Document: CEMA-Press_release_Smart-AKIS_H2020_Policy_recommendations_are_out_2018.pdf

Horizon 2020 project Smart-AKIS delivers policy recommendations leveraging 30 months of exchanges between stakeholders

Brussels, 13 July 2018 – The EU Horizon 2020 project Smart-AKIS (www.smart-akis.com) released Policy Recommendations for mainstreaming Smart Farming in Europe. CEMA, the trade association representing the producers of agricultural machinery in Europe, is a partner of the project and contributed to the Policy Recommendations.

 

Smart-AKIS is a Thematic Network whose overall objective is to close the research and innovation divide in the field of Smart Farming. In the course of its 30 months of activity, Smart-AKIS has fostered the exchange between research, industry, extension services and the farming community to disseminate direct applicable research and commercial solutions, and to capture grassroots-level needs and innovative ideas. Through its activities, the project gathered insights on the barriers and incentives for the adoption of Smart Farming Technologies (SFT) as well as on the needs from end-users and other stakeholders in the value chain, such as researchers, industry and advisors. These findings are now coherently presented in the Policy Recommendations.

CEMA welcomes the release of the Policy Recommendations, appreciates the focus on the need for a farmers-centred approach when developing and mainstreaming STFs, and embraces the core message proposed: “Ultimately, Smart Farming Technologies are another tool, not an end in themselves, supporting farmers in the agricultural process, based upon the agronomist science principles and knowledge”.

The Smart-AKIS Recommendations develop in three domains:

  1. Enhancing innovation-driven agricultural research within the EIP-AGRI ecosystem

Smart-AKIS follows the EIP-Agri’s multi-actor approach, with the implementation of an interactive innovation model to engage with different stakeholders at all levels, and the use of the Agricultural Innovation and Knowledge Systems (AKIS).
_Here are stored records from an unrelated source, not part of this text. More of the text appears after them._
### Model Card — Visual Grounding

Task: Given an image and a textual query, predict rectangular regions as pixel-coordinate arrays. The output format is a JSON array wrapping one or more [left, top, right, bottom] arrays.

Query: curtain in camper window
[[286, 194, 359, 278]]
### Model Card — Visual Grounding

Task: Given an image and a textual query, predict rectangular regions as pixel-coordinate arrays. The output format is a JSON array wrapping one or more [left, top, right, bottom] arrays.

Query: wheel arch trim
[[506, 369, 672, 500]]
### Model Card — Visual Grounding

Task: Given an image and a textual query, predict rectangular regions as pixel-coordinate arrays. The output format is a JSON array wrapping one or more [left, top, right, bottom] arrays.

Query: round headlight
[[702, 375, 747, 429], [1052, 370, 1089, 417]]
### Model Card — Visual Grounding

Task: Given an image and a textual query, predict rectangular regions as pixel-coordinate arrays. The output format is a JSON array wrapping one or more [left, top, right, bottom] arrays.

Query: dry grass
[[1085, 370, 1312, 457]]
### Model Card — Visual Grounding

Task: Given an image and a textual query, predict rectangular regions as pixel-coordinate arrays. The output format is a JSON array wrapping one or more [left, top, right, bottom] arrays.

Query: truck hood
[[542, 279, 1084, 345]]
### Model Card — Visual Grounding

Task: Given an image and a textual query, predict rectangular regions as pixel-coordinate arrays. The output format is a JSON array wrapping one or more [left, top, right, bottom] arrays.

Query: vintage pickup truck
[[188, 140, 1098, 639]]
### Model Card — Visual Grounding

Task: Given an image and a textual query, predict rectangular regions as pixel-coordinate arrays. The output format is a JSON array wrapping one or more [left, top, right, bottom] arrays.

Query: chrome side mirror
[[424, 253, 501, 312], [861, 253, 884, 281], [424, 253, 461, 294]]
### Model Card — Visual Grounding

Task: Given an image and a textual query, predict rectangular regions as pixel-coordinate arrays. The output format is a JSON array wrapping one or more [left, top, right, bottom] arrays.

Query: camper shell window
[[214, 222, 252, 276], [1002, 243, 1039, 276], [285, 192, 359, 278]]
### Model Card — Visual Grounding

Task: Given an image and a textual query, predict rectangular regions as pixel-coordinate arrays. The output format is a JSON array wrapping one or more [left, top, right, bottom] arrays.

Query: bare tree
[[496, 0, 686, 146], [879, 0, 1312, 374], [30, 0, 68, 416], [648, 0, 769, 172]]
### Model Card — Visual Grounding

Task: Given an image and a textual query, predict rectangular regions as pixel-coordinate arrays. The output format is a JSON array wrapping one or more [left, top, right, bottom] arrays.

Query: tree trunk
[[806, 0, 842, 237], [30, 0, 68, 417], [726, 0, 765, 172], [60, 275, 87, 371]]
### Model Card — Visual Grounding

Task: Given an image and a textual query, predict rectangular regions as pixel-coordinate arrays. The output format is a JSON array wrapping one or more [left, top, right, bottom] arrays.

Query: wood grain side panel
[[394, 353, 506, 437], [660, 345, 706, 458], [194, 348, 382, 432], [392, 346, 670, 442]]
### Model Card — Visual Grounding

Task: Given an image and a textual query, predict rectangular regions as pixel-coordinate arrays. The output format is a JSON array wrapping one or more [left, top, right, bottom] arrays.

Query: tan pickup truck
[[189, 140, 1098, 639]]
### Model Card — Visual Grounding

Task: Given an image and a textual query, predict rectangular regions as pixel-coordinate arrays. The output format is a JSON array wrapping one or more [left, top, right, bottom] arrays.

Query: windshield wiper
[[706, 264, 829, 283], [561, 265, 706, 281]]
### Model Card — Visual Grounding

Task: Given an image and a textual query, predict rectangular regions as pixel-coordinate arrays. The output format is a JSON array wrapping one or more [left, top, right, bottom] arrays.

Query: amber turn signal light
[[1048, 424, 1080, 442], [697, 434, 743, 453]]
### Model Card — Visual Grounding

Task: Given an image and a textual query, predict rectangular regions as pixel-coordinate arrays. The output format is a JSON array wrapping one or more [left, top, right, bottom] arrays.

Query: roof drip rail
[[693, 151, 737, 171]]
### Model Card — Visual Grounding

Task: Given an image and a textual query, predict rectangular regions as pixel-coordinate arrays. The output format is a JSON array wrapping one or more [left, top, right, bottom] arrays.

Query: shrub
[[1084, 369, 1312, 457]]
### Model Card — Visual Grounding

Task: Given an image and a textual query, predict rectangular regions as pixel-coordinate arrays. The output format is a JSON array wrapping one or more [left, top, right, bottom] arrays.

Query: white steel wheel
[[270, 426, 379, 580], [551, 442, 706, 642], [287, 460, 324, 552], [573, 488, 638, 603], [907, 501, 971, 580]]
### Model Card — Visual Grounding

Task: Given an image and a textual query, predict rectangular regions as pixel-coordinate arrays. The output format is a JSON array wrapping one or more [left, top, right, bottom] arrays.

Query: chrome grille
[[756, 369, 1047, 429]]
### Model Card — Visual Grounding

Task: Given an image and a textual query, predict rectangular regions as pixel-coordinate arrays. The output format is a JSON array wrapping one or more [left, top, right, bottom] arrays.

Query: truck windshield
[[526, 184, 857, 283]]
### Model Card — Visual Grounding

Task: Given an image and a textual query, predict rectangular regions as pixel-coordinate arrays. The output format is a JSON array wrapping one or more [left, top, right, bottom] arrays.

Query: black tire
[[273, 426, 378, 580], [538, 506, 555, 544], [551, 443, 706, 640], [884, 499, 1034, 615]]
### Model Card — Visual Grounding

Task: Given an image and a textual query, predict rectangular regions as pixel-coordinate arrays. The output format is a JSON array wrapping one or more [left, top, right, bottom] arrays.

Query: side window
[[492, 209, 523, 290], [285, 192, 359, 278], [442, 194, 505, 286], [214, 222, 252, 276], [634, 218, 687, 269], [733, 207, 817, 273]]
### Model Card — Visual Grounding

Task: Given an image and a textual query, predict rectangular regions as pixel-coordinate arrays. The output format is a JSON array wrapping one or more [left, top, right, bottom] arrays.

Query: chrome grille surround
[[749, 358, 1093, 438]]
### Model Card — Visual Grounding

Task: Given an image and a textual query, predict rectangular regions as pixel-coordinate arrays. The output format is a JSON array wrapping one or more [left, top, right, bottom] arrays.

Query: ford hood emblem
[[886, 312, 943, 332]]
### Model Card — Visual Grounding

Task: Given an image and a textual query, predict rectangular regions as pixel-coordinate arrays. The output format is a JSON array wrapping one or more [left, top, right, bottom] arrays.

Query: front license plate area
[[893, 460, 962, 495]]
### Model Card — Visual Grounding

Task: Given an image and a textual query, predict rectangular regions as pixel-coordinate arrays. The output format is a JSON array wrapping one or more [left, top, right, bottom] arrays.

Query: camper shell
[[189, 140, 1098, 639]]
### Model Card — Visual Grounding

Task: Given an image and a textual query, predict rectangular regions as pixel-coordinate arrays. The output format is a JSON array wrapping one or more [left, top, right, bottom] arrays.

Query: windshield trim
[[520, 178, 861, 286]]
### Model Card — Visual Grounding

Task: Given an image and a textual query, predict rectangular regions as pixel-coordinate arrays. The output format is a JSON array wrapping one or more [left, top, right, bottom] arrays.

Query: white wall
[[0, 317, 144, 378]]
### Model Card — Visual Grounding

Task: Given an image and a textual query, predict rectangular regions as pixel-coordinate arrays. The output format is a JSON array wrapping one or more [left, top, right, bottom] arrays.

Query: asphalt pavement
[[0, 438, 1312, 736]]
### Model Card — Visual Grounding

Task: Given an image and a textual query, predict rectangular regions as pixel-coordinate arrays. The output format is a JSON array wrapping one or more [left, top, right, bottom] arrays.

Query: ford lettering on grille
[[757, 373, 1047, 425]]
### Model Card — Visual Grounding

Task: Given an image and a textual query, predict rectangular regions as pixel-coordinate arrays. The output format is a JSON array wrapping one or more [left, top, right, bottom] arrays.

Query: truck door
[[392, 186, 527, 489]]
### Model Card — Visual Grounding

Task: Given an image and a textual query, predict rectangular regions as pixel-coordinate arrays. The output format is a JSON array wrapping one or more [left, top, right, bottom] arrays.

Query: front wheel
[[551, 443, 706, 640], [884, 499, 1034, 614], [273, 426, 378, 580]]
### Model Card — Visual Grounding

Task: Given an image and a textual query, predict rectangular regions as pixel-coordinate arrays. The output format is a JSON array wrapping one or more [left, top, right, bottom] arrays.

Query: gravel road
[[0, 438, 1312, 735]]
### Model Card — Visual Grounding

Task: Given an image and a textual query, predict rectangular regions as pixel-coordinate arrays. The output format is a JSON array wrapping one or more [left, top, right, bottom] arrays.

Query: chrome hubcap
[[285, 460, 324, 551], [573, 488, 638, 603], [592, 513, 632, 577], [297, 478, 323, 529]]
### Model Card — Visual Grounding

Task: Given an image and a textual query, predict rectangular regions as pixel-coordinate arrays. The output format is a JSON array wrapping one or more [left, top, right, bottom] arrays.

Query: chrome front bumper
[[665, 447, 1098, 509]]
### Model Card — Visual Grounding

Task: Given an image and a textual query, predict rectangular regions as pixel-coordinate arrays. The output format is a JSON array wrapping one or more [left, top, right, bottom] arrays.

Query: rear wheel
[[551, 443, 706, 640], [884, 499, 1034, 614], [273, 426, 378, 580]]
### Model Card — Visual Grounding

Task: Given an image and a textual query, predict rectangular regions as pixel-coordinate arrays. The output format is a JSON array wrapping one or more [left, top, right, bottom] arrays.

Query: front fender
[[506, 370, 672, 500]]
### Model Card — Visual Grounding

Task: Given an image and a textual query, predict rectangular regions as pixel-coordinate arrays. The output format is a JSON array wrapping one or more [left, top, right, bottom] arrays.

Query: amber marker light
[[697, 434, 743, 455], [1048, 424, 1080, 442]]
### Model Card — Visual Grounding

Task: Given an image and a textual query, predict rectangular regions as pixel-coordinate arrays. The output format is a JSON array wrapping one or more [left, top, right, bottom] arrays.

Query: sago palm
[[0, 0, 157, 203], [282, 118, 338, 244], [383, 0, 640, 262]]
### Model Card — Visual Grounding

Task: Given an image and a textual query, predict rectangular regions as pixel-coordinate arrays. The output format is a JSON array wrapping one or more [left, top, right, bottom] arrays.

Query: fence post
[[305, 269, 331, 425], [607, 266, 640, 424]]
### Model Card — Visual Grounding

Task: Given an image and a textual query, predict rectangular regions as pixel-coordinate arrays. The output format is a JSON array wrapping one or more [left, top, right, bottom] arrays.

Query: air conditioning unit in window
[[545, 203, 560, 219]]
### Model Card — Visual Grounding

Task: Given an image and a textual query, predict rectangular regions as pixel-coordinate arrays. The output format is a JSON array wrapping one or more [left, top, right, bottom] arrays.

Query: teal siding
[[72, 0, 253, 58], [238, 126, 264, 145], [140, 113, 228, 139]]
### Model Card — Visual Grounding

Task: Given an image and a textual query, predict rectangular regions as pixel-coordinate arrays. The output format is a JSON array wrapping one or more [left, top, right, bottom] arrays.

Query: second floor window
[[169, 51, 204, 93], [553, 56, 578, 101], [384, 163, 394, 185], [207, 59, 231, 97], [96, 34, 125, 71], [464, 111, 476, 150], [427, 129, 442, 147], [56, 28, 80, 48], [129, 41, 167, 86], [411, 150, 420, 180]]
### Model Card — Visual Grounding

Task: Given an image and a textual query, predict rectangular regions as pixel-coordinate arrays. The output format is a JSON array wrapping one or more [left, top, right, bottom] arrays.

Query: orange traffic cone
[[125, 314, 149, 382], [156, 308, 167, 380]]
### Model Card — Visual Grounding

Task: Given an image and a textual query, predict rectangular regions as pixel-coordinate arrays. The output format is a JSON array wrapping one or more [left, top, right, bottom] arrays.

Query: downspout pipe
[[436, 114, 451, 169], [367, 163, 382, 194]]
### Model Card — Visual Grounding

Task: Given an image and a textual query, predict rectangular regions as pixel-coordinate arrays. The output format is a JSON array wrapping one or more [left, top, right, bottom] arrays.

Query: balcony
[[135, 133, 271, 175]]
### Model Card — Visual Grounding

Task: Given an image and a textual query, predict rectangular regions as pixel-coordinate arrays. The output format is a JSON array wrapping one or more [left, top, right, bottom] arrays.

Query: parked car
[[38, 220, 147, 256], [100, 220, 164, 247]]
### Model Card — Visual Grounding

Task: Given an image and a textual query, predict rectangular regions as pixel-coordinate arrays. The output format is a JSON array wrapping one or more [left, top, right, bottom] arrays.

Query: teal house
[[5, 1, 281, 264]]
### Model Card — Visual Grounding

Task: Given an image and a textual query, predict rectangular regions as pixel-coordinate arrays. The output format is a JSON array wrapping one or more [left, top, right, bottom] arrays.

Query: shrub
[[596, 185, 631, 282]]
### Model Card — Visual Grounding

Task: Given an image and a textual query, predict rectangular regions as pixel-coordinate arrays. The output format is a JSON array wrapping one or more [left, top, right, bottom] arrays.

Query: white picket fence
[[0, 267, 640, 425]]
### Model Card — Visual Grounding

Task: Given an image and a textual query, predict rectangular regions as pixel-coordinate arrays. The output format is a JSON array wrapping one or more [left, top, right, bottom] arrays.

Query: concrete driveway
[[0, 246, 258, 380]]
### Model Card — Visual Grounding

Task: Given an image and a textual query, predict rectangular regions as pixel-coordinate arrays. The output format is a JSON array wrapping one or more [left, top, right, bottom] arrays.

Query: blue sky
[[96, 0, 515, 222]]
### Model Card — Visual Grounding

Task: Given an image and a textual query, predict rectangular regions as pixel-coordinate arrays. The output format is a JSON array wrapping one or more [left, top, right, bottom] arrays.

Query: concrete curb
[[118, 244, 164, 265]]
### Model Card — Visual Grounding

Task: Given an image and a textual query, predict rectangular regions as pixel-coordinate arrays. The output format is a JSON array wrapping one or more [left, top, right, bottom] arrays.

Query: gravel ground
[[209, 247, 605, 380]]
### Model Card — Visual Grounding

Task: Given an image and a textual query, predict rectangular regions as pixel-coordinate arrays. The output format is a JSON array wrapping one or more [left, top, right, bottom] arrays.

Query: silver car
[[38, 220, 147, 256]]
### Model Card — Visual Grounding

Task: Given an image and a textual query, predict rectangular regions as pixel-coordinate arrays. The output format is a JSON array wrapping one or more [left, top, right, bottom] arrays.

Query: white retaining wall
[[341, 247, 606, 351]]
The Recommendations underline the need for an increased participation by farmers to projects and to demonstrationson the use of SFTs in the framework of Thematic Networks. This should include field visits, cross-visits, set-up of demo-farms, etc., thus mixing different types of approaches for engaging with them: online and digital tools, but also direct contacts and peer-to-peer demonstration activities.

The role of advisory services as facilitators and brokers should also be reinforced, as their closeness to farmers allows them to be effective transferring actor for the practical information collected by the Thematic Networks. Training activities should then be combined with common and more integrated platforms, easier for the end-user to reach and consult even after the single project’s termination. 

  1. Future research in Smart Farming

The analysis performed by Smart-AKIS underlined a number of knowledge gaps in Smart Farming Research at the European level. Knowledge gaps were identified particularly between the measuring of the status of crop and soils on the one hand, and using that information to make practical decisions in farming on the other hand. Measuring tools should also be tailored to different cropping systems. The Recommendations also highlight the need to support research on reactive technologies (variable rate fertilization, pesticide, seeding and tillage), as well as to develop robots for weeding, precision spraying and selective harvesting. An emphasis is put on the search of technical solutions to improve collaboration on data collection, standardization and management.

  1. Recommendations for mainstreaming Smart Farming, addressing potential solutions to overcome technical, economic and social barriers identified

The Policy Recommendations identify four main categories of “blocks” to Smart Farming adoption in Europe: value for money, the “3 Cs problem” (connectivity, complexity and compatibility), agricultural data fuelling growth, Smart Farming support strategies.

The fact that Smart Farming is a relatively new business sector, means that a structured business model for the Smart Farming market is yet to be set up. Therefore, the high initial investment needed to set STFs up, seems to be linked to uncertain value for financial returns. Farmers and advisors demand more empirical-based evidence of the economic benefits linked to the use of STFs in yield performance, and on a more efficient use of inputs. For such evidence to be successful in engaging farmers, the community would welcome in-field evidence and demonstration of results coming from impartial and non-commercially biased actors.

The Recommendations underline the need to increase transparency and fair contracting schemes by agricultural industry and retailers alike, as a means to build trust  and fully exploit the agricultural data economy potential. In this sense, CEMA is glad to highlight how the Recommendations specifically indicate the recent EU Code of Conduct on agricultural data sharing by contractual agreement proposed by the industry and the farmers community as a fundamental step in this direction and an example of successful collaborative action within the sector.

Integrated farming systems require a level of interoperability that does not yet exist. The Recommendations thereby highlight that initiatives that develop standards for smart and interoperable farm machines, such as the Agricultural Industry Electronics Foundation (AEF) and the AgGateway Global Network, in which CEMA industries are at the forefront, should be further promoted.  

The Smart-AKIS Policy Recommendations were first presented during the project’s Final Conference, held in Brussels on 27th June 2018. The event gathered more than 100 participants from all over Europe and representing DG AGRI officials, agricultural practitioners, researchers and industry leaders.